Data Replication in YugabyteDB
Database Management Systems (DBMS) are built to store and retrieve data efficiently. They are built on top of sophisticated storage engines that may sometimes be developed independently. Application developers should not have to focus on how to store and retrieve information but on building applications using DBMS.
YugabyteDB has developed a storage layer— DocDB—that is a customized version of RocksDB, providing persistent storage, transaction processing, and data replication. Because YugabyteDB is a distributed database that emphasizes data consistency, synchronous data replication is very important, used to satisfy different use cases. For even greater flexibility, the Yugabyte database also provides data replication at different levels in both synchronous and asynchronous patterns. This article explains in detail the different data replication options available with YugabyteDB.
YugabyteDB, a distributed SQL database, contrasts with legacy monolithic database servers by storing data on multiple servers to enhance fault tolerance and high availability. To overcome the challenge of achieving consensus among various nodes, YugabyteDB employs the RAFT (Replication and Fault Tolerance) protocol, ensuring consistent data replication across different database nodes within the same cluster.
In YugabyteDB, tables are sharded into tablets and stored across different fault domains, with the number of copies determined by a cluster’s Replication Factor (RF). Replication occurs at the tablet level through the RAFT protocol, with one tablet initialized as the leader and the rest as followers. This leader-based consensus protocol facilitates log flows from the leader to followers. Leader and follower are two states of the tablet during normal operation.

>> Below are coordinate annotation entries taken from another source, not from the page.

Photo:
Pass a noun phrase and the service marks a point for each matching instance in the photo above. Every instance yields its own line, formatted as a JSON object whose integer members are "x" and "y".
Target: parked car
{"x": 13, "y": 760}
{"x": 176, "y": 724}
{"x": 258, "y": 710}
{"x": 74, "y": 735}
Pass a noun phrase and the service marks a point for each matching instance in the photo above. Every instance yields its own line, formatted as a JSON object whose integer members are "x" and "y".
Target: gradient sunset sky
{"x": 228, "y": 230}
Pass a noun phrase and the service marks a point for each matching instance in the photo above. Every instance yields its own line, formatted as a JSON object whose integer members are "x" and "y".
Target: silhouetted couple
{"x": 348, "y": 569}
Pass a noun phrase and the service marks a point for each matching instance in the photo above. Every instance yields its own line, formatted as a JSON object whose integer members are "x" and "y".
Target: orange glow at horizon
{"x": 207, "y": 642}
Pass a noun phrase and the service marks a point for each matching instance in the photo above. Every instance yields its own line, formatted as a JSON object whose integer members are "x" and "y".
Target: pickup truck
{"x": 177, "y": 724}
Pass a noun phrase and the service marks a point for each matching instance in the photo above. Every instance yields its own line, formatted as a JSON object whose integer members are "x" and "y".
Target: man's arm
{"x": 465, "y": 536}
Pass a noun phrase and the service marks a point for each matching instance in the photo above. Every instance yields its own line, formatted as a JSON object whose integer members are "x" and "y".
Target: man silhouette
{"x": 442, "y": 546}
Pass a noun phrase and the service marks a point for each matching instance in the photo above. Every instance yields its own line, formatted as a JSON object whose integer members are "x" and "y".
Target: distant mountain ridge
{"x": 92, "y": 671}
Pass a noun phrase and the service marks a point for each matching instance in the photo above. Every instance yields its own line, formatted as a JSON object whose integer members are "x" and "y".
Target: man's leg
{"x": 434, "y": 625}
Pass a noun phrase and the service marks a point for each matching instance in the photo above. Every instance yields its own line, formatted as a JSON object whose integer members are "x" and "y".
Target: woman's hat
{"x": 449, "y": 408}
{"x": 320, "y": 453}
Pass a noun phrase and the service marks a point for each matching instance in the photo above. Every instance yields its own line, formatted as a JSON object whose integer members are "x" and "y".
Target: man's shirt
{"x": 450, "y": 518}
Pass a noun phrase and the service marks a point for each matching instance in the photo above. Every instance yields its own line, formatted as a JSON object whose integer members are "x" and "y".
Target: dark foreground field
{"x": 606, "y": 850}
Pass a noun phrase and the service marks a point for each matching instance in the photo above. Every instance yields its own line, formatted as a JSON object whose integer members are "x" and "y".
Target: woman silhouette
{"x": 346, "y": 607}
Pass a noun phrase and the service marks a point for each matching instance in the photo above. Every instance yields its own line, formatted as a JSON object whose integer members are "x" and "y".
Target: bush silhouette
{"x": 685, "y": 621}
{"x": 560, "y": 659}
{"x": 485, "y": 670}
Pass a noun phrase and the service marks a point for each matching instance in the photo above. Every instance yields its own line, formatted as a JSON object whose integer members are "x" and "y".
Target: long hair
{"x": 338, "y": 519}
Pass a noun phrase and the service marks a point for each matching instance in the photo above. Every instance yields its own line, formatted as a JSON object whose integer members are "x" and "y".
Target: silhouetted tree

The tablet leader serves both read and write requests from clients. Upon receiving a write request, the leader sends the log entry to all tablet peers and waits for acknowledgment from at least half of them. Only after receiving these acknowledgments does the leader commit the change and acknowledge the client.
There are situations when either a tablet leader or follower goes offline, possibly due to a network partition or planned maintenance. There is no impact when a tablet follower goes offline.
However, if a tablet leader goes offline, a tablet peer/follower must take its place and start handling reads and writes. The Recovery Point Objective (RPO) in this situation is zero, and the Recovery Time Objective (RTO) is 3 seconds, meaning a new leader will be elected within that time frame. Tablet leaders send regular heartbeat signals to followers, and if a follower fails to receive one in a specific time, it becomes a candidate for leadership, issuing a vote request. To prevent multiple followers from becoming candidates simultaneously, timeout values are set randomly for each. The RAFT protocol ensures that the follower with all the log entries is elected as the new leader.
If the tablet leader or follower goes offline and comes back to join the RAFT group, it must synchronize with the changes. The tablet leader will send both previous and current log entries together to the tablet peer, which updates the current entry only if the previous one matches. If they don’t match, the peer returns an error, compelling the leader to send the older two entries. This process continues until the tablet peer is caught up with all the log entries.
Read replica is a separate cluster within the same universe that can serve read-only workloads. DocDB utilizes RAFT replication to asynchronously copy to read replica nodes (also known as observer nodes). This configuration is favored for applications that require higher latency if they are included as part of the primary cluster.
These independent clusters (potentially including multiple read replica clusters within the same universe) can have a different Replication Factor (RF) than the primary universe. The RF can be 1 or any even number since these tablets don’t participate in the RAFT consensus logic. Once a Read Replica cluster is built with an RF, it cannot be modified. All schema changes are replicated with eventual consistency through RAFT. Any config changes and software upgrades are at the universe level; therefore, they are automatically propagated to the Read Replica clusters as well. As the Read Replica is part of the primary universe, any DML directed at the read replica is forwarded to the primary cluster, and the changes are replicated back to the Read Replica asynchronously.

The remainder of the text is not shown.